You are viewing a plain text version of this content. The canonical link for it is here.
Posted to java-user@lucene.apache.org by jt oob <jt...@yahoo.co.uk> on 2004/05/14 16:19:45 UTC

(Distributed) Search system designs

Hi,

I currently have a working search system based on lucene 1.2 as follows

14 indexes, average size just over 1G, min size 36M, max size 3.3G,
total size 15G.

Search times are currently between 20s and 4 minutes depending on the
query, the system uses a multisearcher to search all indexes.
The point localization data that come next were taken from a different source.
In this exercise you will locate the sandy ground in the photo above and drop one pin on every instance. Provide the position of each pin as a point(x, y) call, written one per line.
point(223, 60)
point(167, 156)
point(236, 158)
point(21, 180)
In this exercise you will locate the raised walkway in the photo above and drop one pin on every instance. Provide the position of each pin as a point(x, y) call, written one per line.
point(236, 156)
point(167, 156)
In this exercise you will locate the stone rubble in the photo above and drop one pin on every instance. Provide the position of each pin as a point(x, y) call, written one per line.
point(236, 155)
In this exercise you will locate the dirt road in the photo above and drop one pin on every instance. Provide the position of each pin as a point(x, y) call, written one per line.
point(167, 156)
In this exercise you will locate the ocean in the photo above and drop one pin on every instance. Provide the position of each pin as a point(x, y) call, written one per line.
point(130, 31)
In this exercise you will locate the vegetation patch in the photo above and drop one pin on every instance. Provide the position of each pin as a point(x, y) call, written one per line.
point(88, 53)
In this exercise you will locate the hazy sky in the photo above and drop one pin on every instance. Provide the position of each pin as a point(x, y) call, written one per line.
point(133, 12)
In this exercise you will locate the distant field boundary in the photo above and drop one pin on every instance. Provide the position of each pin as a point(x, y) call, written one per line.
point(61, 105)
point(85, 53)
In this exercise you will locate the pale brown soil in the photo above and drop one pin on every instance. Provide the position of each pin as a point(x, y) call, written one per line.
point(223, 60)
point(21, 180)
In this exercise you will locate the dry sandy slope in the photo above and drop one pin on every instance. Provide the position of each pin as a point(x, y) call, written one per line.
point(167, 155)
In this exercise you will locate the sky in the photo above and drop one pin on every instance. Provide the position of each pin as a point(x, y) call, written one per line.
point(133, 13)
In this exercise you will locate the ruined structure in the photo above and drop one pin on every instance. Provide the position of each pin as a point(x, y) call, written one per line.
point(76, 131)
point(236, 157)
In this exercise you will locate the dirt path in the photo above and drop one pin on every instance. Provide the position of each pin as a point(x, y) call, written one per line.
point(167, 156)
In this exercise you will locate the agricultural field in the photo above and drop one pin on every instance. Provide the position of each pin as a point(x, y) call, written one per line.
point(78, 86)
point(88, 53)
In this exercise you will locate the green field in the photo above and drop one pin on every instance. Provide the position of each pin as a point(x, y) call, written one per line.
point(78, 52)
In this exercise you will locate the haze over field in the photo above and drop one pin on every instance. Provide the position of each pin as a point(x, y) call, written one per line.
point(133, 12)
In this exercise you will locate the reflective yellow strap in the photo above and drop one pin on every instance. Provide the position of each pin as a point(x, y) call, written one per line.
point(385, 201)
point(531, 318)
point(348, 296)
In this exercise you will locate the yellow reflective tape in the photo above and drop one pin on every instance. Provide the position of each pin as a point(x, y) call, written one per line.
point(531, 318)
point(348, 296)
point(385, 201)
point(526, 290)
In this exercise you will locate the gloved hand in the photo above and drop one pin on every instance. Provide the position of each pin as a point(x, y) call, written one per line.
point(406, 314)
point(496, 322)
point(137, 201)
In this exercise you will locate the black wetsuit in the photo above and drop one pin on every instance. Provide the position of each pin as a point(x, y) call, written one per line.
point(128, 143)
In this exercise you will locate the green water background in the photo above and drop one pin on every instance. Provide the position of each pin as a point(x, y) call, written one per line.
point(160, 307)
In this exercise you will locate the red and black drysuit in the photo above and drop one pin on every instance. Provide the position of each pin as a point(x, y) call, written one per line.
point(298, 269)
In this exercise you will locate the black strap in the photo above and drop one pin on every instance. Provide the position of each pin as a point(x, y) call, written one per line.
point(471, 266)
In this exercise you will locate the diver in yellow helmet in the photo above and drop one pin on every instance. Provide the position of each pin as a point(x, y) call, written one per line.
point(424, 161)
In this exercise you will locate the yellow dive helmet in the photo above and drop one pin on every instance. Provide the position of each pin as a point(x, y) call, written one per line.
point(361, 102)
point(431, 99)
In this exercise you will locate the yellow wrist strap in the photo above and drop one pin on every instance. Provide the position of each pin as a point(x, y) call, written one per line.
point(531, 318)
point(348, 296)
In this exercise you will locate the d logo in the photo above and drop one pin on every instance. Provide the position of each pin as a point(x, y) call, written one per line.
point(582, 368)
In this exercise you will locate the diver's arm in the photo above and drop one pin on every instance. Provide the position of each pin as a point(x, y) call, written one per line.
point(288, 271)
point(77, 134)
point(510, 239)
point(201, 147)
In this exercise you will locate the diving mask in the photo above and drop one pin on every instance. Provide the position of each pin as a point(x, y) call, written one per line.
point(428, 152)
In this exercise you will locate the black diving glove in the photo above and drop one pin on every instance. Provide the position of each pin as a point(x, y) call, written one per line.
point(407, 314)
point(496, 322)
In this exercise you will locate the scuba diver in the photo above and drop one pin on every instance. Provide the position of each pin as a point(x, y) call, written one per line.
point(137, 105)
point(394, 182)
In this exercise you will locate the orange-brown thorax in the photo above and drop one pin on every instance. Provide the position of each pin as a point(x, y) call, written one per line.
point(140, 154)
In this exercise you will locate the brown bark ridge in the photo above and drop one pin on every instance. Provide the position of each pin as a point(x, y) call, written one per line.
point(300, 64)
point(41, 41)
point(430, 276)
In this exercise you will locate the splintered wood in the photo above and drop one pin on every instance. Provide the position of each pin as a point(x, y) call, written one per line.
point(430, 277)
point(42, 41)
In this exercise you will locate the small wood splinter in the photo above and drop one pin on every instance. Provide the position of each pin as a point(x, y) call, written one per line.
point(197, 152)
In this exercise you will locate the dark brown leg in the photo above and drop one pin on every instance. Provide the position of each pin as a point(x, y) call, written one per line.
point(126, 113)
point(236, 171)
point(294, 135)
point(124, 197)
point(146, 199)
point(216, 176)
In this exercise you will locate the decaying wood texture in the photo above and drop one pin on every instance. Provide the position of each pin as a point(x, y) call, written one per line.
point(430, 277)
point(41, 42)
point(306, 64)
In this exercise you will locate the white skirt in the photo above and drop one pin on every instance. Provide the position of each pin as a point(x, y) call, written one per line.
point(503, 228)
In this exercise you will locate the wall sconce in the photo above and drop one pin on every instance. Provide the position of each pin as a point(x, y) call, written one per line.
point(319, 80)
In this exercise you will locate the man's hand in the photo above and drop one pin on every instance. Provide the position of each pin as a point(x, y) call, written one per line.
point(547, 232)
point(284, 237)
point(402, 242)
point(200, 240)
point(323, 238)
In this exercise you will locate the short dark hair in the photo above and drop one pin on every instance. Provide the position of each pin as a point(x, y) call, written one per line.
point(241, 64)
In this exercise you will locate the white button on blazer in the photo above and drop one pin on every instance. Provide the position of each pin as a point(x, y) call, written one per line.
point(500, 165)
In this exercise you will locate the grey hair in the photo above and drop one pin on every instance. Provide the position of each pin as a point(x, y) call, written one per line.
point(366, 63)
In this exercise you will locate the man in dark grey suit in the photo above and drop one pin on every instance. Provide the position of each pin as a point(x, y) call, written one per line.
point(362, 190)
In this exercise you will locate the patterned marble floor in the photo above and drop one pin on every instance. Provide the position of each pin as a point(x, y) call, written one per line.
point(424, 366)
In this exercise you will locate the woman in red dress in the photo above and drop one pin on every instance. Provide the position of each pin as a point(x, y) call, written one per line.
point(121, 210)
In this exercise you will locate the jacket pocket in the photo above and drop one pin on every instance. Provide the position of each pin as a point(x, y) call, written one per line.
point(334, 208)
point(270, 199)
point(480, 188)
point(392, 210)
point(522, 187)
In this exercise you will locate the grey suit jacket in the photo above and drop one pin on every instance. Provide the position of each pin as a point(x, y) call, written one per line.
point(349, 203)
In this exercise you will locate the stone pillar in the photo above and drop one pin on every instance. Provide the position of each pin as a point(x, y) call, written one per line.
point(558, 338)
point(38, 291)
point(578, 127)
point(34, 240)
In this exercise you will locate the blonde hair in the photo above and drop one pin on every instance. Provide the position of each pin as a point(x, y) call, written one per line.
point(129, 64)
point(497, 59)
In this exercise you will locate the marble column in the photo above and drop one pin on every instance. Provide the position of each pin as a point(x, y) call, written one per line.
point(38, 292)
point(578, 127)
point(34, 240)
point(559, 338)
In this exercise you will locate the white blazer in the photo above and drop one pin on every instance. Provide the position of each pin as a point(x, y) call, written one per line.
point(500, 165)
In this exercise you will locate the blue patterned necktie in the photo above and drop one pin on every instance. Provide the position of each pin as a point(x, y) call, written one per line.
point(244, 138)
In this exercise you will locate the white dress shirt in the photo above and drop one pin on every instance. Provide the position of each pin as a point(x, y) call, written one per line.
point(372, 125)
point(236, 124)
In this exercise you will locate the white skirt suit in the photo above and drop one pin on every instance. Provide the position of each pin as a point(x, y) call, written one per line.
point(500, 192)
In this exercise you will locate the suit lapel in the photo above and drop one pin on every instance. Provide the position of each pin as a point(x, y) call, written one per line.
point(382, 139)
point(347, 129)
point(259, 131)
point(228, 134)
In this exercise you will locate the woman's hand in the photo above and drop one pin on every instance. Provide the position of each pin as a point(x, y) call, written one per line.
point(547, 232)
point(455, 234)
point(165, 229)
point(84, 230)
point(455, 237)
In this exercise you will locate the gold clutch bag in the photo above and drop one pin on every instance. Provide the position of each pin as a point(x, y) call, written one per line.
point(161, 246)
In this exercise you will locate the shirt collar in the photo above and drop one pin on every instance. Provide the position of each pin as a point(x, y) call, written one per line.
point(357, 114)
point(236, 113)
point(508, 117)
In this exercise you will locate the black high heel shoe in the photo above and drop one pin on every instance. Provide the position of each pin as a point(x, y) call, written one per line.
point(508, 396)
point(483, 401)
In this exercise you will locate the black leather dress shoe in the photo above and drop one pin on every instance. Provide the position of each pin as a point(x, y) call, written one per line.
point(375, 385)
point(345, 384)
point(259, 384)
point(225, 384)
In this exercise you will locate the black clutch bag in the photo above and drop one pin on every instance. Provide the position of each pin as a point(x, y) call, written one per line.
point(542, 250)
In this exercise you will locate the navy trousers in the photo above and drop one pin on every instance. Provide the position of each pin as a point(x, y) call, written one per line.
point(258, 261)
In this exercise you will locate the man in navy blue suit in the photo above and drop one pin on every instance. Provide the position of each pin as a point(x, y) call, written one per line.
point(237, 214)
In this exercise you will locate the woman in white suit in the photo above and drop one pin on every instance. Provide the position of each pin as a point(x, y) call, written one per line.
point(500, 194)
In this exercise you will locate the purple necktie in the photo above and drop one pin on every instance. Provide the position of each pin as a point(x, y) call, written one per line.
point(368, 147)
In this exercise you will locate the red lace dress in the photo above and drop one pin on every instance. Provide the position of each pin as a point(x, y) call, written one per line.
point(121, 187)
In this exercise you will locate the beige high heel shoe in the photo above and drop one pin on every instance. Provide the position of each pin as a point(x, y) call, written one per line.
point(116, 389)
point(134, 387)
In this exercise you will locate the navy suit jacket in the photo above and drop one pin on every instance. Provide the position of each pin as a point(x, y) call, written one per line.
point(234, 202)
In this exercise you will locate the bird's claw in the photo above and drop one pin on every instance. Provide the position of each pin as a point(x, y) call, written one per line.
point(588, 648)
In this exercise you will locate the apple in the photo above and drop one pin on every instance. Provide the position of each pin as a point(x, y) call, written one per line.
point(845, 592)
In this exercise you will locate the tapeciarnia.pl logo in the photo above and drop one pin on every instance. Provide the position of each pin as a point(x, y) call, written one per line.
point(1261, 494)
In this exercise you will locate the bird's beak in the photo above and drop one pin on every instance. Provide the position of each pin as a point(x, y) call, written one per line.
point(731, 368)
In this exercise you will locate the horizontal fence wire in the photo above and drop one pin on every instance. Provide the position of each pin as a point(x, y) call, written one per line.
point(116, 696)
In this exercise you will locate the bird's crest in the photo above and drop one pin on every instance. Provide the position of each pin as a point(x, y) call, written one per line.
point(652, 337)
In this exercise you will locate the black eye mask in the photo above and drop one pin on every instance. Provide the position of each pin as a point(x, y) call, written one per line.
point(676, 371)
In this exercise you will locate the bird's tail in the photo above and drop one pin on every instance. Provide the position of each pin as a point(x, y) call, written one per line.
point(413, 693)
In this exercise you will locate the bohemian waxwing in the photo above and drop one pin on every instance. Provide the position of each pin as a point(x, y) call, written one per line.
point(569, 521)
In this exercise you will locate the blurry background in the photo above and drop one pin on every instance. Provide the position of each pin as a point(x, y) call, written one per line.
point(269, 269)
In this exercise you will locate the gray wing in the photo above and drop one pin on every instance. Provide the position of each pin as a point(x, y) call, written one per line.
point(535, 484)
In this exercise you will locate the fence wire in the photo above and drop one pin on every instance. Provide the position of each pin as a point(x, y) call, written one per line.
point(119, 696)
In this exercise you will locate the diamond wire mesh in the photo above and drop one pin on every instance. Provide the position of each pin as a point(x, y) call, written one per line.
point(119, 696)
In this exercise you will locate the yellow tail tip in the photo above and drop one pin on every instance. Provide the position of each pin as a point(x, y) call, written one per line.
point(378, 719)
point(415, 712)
The
indexes are currently all stored on an internal raid.

There are lots of things wrong with the index, including many words
which should be in stop lists which aren't etc.

The search is run on a linux system with 8G of RAM and 2G of swap.

- - - -
I am looking at writing a replacement system, and this time trying to
everything properly, writing document parsers etc.

Any pointers would be well recieved!

The questions:

1) The documentation about how to get a basic lucene search going is
great, is there any similar documentation or a HOWTO on how to design
and implement distributed searches?

2) For distributed searches what are the best options for building in
redundancy? Is a large shared storage solution such a SAN required, or
will duplicating indexes on several machines suffice?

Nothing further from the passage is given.